Le tribunal de commerce de Saint-Étienne, dans un jugement réputé contradictoire du 6 janvier 2026, a condamné une locataire défaillante à payer l’intégralité des loyers impayés et à restituer le matériel loué. Une société de location avait assigné son ancienne cliente en paiement de 14 101,66 euros, après la résiliation du contrat pour défaut de paiement de 63 mensualités. La défenderesse, non comparante, n’a soulevé aucune contestation, et le juge a vérifié la validité des pièces contractuelles produites. La question de droit portait sur le bien-fondé de la demande en paiement et en restitution sous astreinte, en l’absence de débat contradictoire. Le tribunal a accueilli l’action, tout en modérant les intérêts et l’indemnité de procédure.

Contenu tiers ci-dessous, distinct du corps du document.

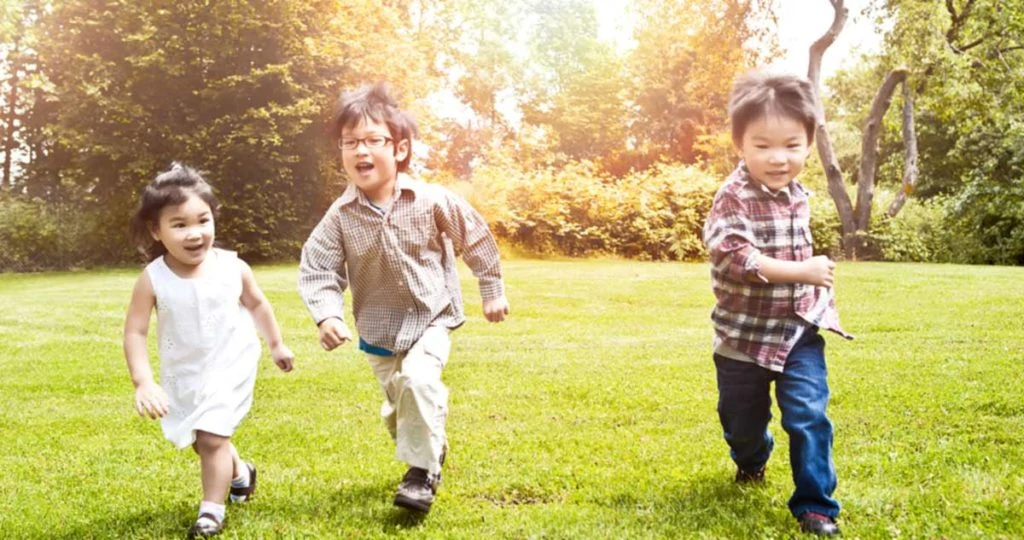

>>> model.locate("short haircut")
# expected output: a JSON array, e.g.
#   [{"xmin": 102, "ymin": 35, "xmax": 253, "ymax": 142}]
[
  {"xmin": 129, "ymin": 162, "xmax": 220, "ymax": 261},
  {"xmin": 729, "ymin": 70, "xmax": 818, "ymax": 144},
  {"xmin": 330, "ymin": 83, "xmax": 419, "ymax": 172}
]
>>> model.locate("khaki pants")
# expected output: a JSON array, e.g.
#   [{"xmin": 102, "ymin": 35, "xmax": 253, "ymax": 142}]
[{"xmin": 367, "ymin": 326, "xmax": 452, "ymax": 474}]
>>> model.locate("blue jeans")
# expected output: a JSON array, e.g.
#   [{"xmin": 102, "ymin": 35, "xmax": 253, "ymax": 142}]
[{"xmin": 715, "ymin": 327, "xmax": 840, "ymax": 517}]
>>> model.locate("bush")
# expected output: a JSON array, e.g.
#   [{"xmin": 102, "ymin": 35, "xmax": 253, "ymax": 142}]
[
  {"xmin": 471, "ymin": 162, "xmax": 719, "ymax": 260},
  {"xmin": 0, "ymin": 194, "xmax": 60, "ymax": 272}
]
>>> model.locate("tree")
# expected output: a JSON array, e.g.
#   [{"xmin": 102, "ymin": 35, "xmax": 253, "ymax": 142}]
[{"xmin": 807, "ymin": 0, "xmax": 918, "ymax": 258}]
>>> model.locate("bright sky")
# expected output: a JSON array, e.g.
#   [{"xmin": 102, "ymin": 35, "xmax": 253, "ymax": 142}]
[{"xmin": 594, "ymin": 0, "xmax": 880, "ymax": 82}]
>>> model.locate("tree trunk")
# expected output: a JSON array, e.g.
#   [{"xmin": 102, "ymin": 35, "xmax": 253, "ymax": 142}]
[
  {"xmin": 854, "ymin": 68, "xmax": 906, "ymax": 232},
  {"xmin": 807, "ymin": 0, "xmax": 918, "ymax": 259},
  {"xmin": 0, "ymin": 43, "xmax": 22, "ymax": 191},
  {"xmin": 889, "ymin": 81, "xmax": 918, "ymax": 217},
  {"xmin": 807, "ymin": 0, "xmax": 857, "ymax": 258}
]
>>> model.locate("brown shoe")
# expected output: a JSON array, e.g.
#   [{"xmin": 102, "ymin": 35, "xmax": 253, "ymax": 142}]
[
  {"xmin": 799, "ymin": 512, "xmax": 839, "ymax": 536},
  {"xmin": 394, "ymin": 467, "xmax": 438, "ymax": 513},
  {"xmin": 736, "ymin": 467, "xmax": 765, "ymax": 484},
  {"xmin": 227, "ymin": 463, "xmax": 256, "ymax": 502}
]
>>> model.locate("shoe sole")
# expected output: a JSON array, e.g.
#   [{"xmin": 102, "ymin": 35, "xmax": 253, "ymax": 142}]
[{"xmin": 394, "ymin": 495, "xmax": 433, "ymax": 513}]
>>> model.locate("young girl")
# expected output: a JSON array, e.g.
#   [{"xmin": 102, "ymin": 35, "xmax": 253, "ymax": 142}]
[{"xmin": 124, "ymin": 163, "xmax": 294, "ymax": 538}]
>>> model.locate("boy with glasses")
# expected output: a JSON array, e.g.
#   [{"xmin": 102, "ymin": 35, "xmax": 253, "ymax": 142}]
[{"xmin": 299, "ymin": 84, "xmax": 509, "ymax": 512}]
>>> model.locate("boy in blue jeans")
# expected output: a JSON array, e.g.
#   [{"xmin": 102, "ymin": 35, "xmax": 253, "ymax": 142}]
[
  {"xmin": 703, "ymin": 72, "xmax": 852, "ymax": 535},
  {"xmin": 299, "ymin": 85, "xmax": 509, "ymax": 512}
]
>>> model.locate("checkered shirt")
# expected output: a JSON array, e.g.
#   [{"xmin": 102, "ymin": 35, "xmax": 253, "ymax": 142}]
[
  {"xmin": 299, "ymin": 174, "xmax": 505, "ymax": 352},
  {"xmin": 703, "ymin": 164, "xmax": 852, "ymax": 372}
]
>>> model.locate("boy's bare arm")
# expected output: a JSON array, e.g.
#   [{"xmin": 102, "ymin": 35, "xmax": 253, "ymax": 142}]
[{"xmin": 749, "ymin": 254, "xmax": 836, "ymax": 287}]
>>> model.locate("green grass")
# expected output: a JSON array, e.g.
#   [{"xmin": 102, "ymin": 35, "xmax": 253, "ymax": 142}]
[{"xmin": 0, "ymin": 260, "xmax": 1024, "ymax": 538}]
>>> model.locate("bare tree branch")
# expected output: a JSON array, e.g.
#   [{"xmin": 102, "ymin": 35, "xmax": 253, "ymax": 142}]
[
  {"xmin": 889, "ymin": 81, "xmax": 919, "ymax": 217},
  {"xmin": 807, "ymin": 0, "xmax": 857, "ymax": 258},
  {"xmin": 854, "ymin": 68, "xmax": 907, "ymax": 231}
]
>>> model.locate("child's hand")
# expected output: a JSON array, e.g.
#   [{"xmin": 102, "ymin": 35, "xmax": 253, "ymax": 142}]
[
  {"xmin": 270, "ymin": 343, "xmax": 295, "ymax": 373},
  {"xmin": 804, "ymin": 255, "xmax": 836, "ymax": 287},
  {"xmin": 135, "ymin": 380, "xmax": 167, "ymax": 419},
  {"xmin": 319, "ymin": 317, "xmax": 352, "ymax": 350},
  {"xmin": 483, "ymin": 294, "xmax": 509, "ymax": 323}
]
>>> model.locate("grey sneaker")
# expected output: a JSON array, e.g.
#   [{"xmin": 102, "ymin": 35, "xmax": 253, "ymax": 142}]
[
  {"xmin": 188, "ymin": 512, "xmax": 224, "ymax": 540},
  {"xmin": 394, "ymin": 467, "xmax": 440, "ymax": 512}
]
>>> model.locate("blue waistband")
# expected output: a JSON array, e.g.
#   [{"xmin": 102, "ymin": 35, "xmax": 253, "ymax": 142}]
[{"xmin": 359, "ymin": 337, "xmax": 394, "ymax": 357}]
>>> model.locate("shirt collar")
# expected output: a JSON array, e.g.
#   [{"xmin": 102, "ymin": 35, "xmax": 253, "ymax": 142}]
[{"xmin": 738, "ymin": 162, "xmax": 810, "ymax": 199}]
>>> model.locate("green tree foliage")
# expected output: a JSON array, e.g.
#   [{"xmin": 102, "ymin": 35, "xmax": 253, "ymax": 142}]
[
  {"xmin": 830, "ymin": 0, "xmax": 1024, "ymax": 263},
  {"xmin": 628, "ymin": 0, "xmax": 775, "ymax": 173}
]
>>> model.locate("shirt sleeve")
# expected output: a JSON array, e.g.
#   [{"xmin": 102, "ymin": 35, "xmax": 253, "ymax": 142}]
[
  {"xmin": 434, "ymin": 188, "xmax": 505, "ymax": 301},
  {"xmin": 299, "ymin": 202, "xmax": 348, "ymax": 325},
  {"xmin": 703, "ymin": 192, "xmax": 768, "ymax": 283}
]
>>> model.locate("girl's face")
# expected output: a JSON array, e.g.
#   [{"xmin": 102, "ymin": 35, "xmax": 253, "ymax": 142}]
[
  {"xmin": 341, "ymin": 118, "xmax": 409, "ymax": 203},
  {"xmin": 737, "ymin": 115, "xmax": 811, "ymax": 191},
  {"xmin": 151, "ymin": 194, "xmax": 214, "ymax": 274}
]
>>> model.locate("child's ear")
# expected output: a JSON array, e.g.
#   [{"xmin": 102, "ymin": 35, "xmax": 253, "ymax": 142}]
[{"xmin": 394, "ymin": 138, "xmax": 411, "ymax": 161}]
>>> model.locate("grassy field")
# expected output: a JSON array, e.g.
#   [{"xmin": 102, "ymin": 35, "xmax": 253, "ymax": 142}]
[{"xmin": 0, "ymin": 260, "xmax": 1024, "ymax": 538}]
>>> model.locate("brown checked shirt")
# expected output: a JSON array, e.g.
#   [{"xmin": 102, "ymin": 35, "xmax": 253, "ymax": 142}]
[
  {"xmin": 703, "ymin": 165, "xmax": 852, "ymax": 372},
  {"xmin": 299, "ymin": 174, "xmax": 505, "ymax": 352}
]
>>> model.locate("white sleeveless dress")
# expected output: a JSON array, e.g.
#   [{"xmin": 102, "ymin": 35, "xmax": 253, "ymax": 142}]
[{"xmin": 145, "ymin": 249, "xmax": 261, "ymax": 448}]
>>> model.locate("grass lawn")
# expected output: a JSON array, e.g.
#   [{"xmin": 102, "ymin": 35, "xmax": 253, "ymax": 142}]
[{"xmin": 0, "ymin": 260, "xmax": 1024, "ymax": 538}]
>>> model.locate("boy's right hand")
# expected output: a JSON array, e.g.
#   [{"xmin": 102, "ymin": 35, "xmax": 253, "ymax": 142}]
[
  {"xmin": 319, "ymin": 317, "xmax": 352, "ymax": 350},
  {"xmin": 135, "ymin": 380, "xmax": 167, "ymax": 419},
  {"xmin": 804, "ymin": 255, "xmax": 836, "ymax": 287}
]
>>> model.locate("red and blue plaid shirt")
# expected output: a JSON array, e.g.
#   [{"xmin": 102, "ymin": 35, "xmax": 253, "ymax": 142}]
[{"xmin": 703, "ymin": 164, "xmax": 853, "ymax": 372}]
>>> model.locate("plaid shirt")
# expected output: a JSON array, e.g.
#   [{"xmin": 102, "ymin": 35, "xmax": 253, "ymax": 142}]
[
  {"xmin": 703, "ymin": 164, "xmax": 852, "ymax": 372},
  {"xmin": 299, "ymin": 174, "xmax": 505, "ymax": 352}
]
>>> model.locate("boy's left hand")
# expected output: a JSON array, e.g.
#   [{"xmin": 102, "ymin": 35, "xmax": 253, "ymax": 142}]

I. La reconnaissance du principe de la créance contractuelle
Le tribunal a jugé que la demande en paiement était fondée sur le contrat de location produit aux débats. Il a constaté que la société bailleresse justifiait de la réception du bien par sa cocontractante et de l’envoi d’une mise en demeure. La décision rappelle que le contrat fait la loi des parties, conformément aux articles 1103 et suivants du code civil. En l’espèce, le juge a estimé que la preuve de l’exécution du contrat était rapportée par la demanderesse. Il a ainsi écarté toute contestation implicite de la défenderesse, qui n’a pas comparu.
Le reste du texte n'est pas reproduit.